The project was prompted by the mass death of turtles at Upstart Bay in 2012, which remains a mystery.

 

Researcher C. Alex Villa from the Queensland Alliance for Environmental Health Sciences – a partnership between The University of Queensland and Queensland Health – is lead author of a recent scientific publication based largely on data from Rivers to Reef to Turtles.

 

“Testing of remote northern Great Barrier Reef turtles from the Howick Group of Islands has revealed, for the first time, the expected metal levels in a healthy turtle population far removed from local human sources of pollution.

 

“Compared to this baseline, the turtles we tested at Upstart Bay had levels of cobalt in their blood up to 25 times higher.

 

“For some individuals, cobalt levels were among the highest ever reported in vertebrates to date. At these blood concentrations, we would expect to see debilitating health effects in many animals, including humans,” he said.

 

A green turtle at Great Barrier Reef\

Cobalt occurs naturally in soil and rock and can be washed into waterways by rain.
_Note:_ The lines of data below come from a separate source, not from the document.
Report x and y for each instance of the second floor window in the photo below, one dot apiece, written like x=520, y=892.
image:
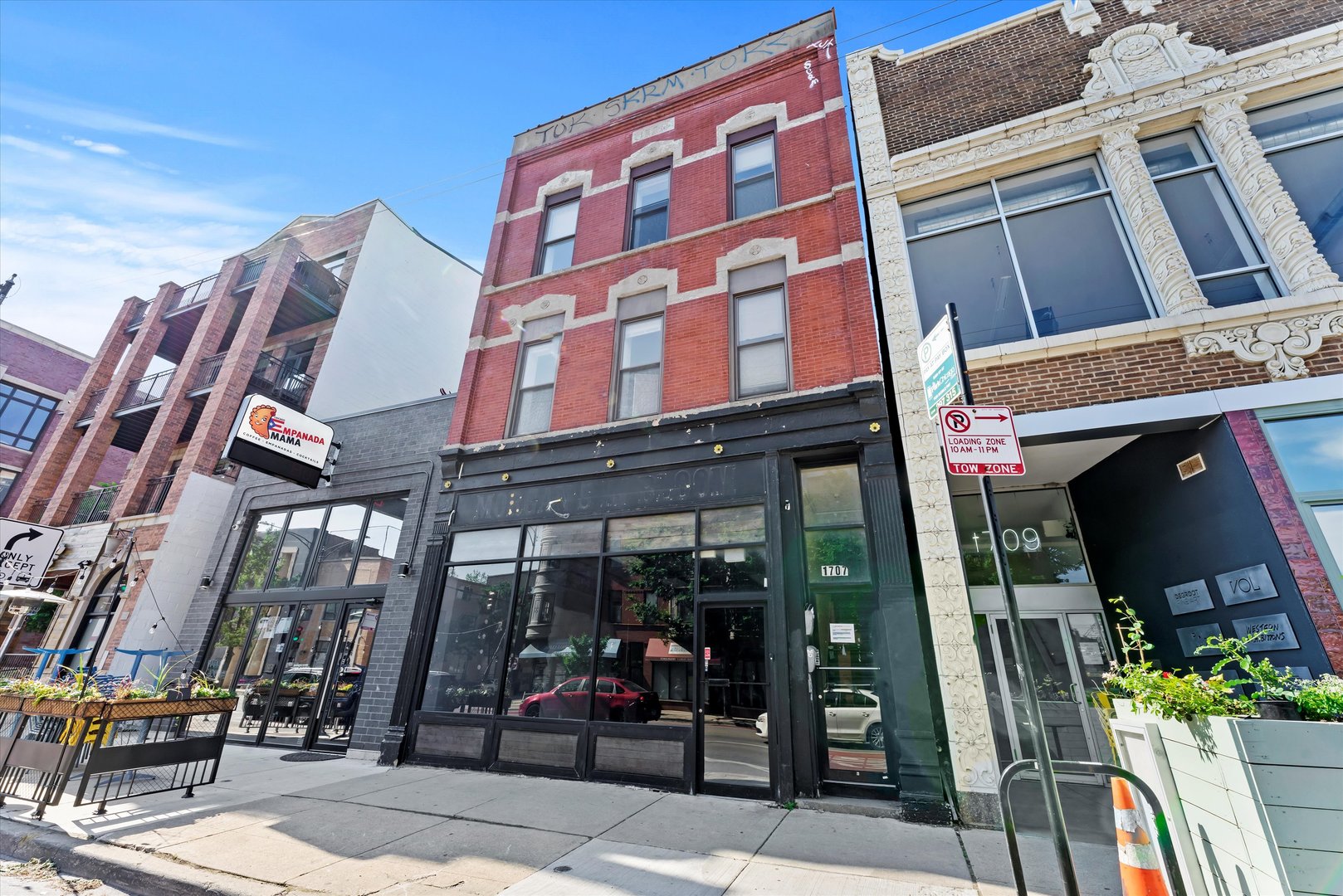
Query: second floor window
x=1023, y=257
x=639, y=375
x=23, y=416
x=1219, y=249
x=538, y=366
x=558, y=230
x=650, y=203
x=754, y=184
x=1303, y=141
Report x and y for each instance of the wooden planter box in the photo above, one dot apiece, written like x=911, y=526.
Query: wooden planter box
x=1255, y=805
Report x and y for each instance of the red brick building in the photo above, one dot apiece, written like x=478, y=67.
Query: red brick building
x=316, y=317
x=1136, y=210
x=673, y=391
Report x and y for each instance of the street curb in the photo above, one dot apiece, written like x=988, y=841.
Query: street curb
x=129, y=869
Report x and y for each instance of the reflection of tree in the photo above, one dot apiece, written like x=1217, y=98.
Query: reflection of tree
x=667, y=577
x=252, y=572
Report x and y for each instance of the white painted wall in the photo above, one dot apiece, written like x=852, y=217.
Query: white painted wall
x=175, y=575
x=403, y=327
It can also enter the environment through mining and ore smelting; and has been used as an additive in livestock feed.  

 

The levels of cobalt, as well as molybdenum and antimony in Upstart Bay turtles were also significantly higher than in populations from the nearby and geologically similar Cleveland Bay, which showed higher levels of other elements such as arsenic.

 

This suggests the Upstart Bay results could be caused by human activities such as past or present industrial or agricultural runoff. However, the source remains unknown.

 

Although Cobalt is essential for health, in high concentrations it is toxic to humans and animals alike causing symptoms ranging from nausea and tinnitus through to cardiomyopathy and permanent nerve damage.

 

Vet-MARTI Director Mark Flint said: “Tests suggest that both coastal populations, but particularly those at Upstart Bay, have compromised health and appear to be impacted by some sort of stressor.

 

“Of the turtles tested at Upstart Bay, nearly half (44%) had elevated white cell counts – which indicates the prevalence of an active inflammatory response,” he said.
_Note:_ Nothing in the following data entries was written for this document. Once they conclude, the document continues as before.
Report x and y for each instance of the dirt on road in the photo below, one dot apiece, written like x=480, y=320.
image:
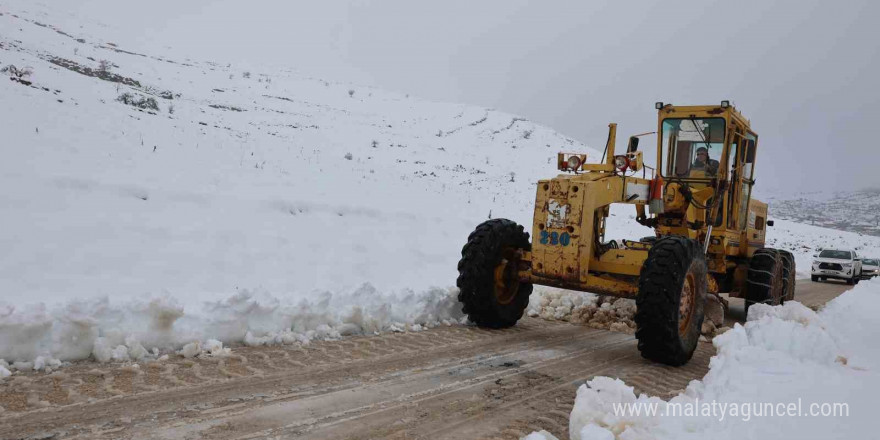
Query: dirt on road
x=450, y=382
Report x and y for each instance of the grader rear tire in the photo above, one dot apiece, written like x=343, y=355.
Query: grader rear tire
x=669, y=307
x=765, y=282
x=490, y=291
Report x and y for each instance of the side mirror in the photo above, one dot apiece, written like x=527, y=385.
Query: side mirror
x=633, y=144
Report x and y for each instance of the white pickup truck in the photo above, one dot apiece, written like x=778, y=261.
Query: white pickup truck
x=841, y=264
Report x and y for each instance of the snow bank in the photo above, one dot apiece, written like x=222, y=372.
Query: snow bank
x=784, y=355
x=120, y=330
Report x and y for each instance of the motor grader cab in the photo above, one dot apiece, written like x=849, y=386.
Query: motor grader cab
x=709, y=233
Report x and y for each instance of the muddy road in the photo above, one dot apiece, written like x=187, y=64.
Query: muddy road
x=451, y=382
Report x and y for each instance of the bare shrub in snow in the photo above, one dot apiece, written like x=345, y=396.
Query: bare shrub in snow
x=15, y=72
x=139, y=101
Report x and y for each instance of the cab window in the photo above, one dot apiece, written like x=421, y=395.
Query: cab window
x=692, y=147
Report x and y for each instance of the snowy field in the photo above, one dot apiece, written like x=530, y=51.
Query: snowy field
x=799, y=362
x=153, y=201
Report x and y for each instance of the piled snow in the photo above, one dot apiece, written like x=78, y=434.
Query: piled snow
x=783, y=355
x=120, y=330
x=599, y=312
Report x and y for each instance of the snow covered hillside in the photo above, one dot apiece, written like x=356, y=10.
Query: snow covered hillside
x=152, y=201
x=176, y=199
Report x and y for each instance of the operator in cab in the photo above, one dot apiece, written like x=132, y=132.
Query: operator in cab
x=702, y=162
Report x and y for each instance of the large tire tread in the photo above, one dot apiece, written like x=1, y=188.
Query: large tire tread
x=657, y=304
x=765, y=282
x=479, y=257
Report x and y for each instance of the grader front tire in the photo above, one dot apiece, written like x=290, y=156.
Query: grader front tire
x=669, y=306
x=766, y=282
x=788, y=276
x=490, y=291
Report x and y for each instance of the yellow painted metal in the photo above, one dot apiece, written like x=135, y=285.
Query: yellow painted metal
x=568, y=231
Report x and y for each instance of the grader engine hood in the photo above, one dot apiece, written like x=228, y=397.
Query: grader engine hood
x=556, y=232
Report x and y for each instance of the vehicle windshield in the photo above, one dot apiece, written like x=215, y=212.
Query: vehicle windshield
x=840, y=255
x=692, y=147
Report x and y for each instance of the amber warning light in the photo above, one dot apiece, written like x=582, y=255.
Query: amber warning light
x=570, y=161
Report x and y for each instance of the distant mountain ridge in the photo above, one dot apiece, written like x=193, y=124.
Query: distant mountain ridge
x=854, y=211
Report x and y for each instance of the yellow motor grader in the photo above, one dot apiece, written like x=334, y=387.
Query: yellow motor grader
x=709, y=233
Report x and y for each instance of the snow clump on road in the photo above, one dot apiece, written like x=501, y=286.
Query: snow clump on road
x=784, y=355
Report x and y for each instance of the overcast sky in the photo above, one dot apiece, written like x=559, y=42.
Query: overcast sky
x=804, y=72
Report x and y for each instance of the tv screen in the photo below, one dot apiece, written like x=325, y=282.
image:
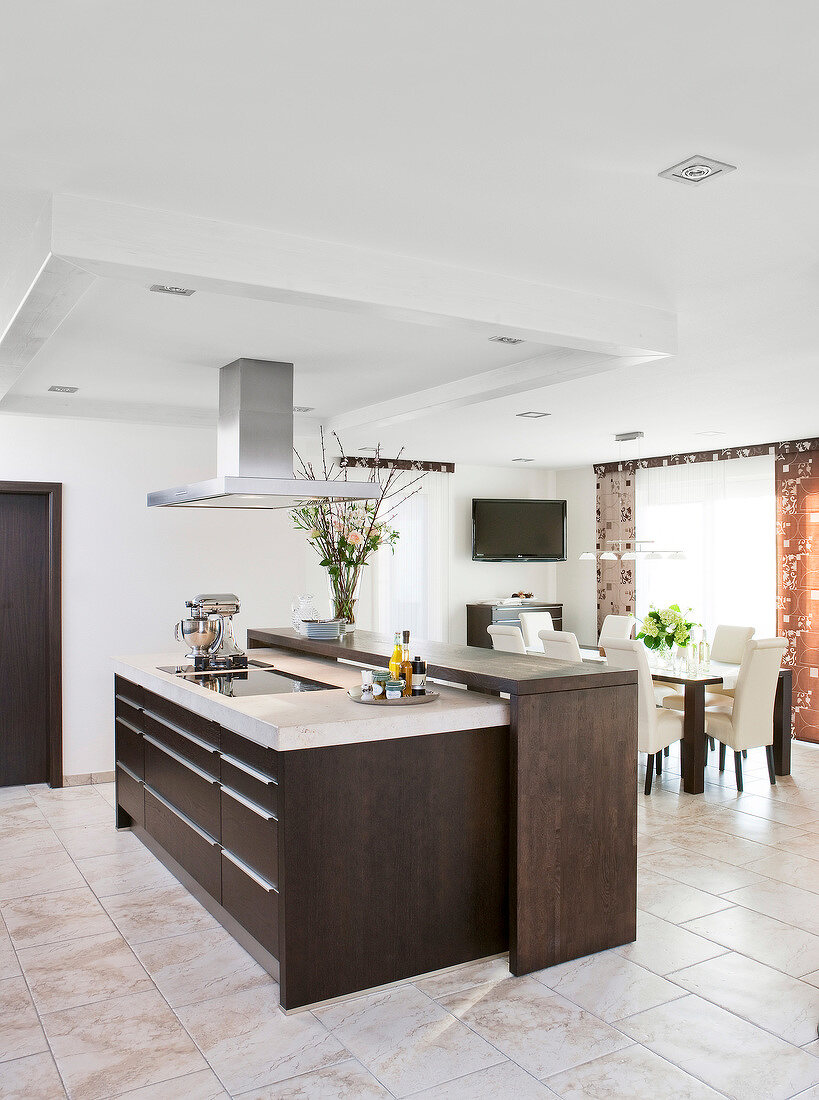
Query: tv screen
x=518, y=530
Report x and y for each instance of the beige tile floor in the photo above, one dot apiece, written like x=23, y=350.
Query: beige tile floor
x=114, y=982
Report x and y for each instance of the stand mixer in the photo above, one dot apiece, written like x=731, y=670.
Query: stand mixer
x=209, y=630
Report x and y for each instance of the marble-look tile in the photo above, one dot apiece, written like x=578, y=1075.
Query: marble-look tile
x=498, y=1082
x=705, y=872
x=113, y=1046
x=789, y=867
x=250, y=1042
x=805, y=845
x=154, y=914
x=202, y=1085
x=86, y=840
x=635, y=1073
x=674, y=901
x=20, y=1031
x=541, y=1031
x=408, y=1041
x=78, y=971
x=32, y=1078
x=781, y=901
x=64, y=914
x=761, y=937
x=727, y=1053
x=349, y=1080
x=29, y=875
x=764, y=997
x=9, y=965
x=465, y=977
x=124, y=872
x=664, y=947
x=608, y=985
x=199, y=966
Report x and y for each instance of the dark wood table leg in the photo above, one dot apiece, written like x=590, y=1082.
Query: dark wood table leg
x=694, y=737
x=782, y=723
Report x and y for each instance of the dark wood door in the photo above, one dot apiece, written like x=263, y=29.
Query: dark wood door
x=26, y=613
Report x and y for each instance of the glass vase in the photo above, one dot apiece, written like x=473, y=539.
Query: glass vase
x=343, y=590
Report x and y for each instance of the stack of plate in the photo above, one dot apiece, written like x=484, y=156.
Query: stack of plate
x=323, y=628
Dr Flint said eye infections were also now emerging as a new problem in Upstart Bay. Of 161 turtles examined in Upstart Bay in 2016, a quarter (42) had mild to severe eye lesions.

 

“We don’t know why this is occurring. The infection appears to be bacterial and not a virus (like fibropapillomatosis), but we don’t know what caused it in the first place. It could be another indication that this is a population under pressure,” Dr Flint said. 

 

Banrock Station Wetland Manager and Environmental Trust panel member, Dr Christophe Tourenq, praised the project team.

 

Banrock is proud to support this project which is breaking new ground in turtle conservation. By providing the first baseline for healthy turtles the project will benefit researchers around the world,” he said.

 

WWF-Australia marine scientist and spokesperson Christine Hof said: “Existing environmental programs along the Reef coast test for a narrow set of pollutants. 

 

“Turtles are a great biomonitoring tool to check on the health of a marine environment. The results from Rivers to Reef to Turtles show that a wide range of chemicals, including metals, are finding their way into coastal turtles and that governments should be testing for many more pollutants than is currently the case,” she said.

 

Background

Since 1995, Banrock Station has supported vital conservation efforts across the world, such as the turtle research project with WWF-Australia.  To date the Banrock Station Environmental Trust has donated approximately $6million (AUD) to more than 130 projects in 13 countries.
Rivers to Reef to Turtles is supported by major partner Banrock Station Wines Environmental Trust, and involves WWF-Australia, TropWATER (James Cook University), QAEHS/Entox and Vet-MARTI (The University of Queensland), the Queensland Government, the Great Barrier Reef Marine Park Authority (GBRMPA), Griffith University, and other collaborative partners.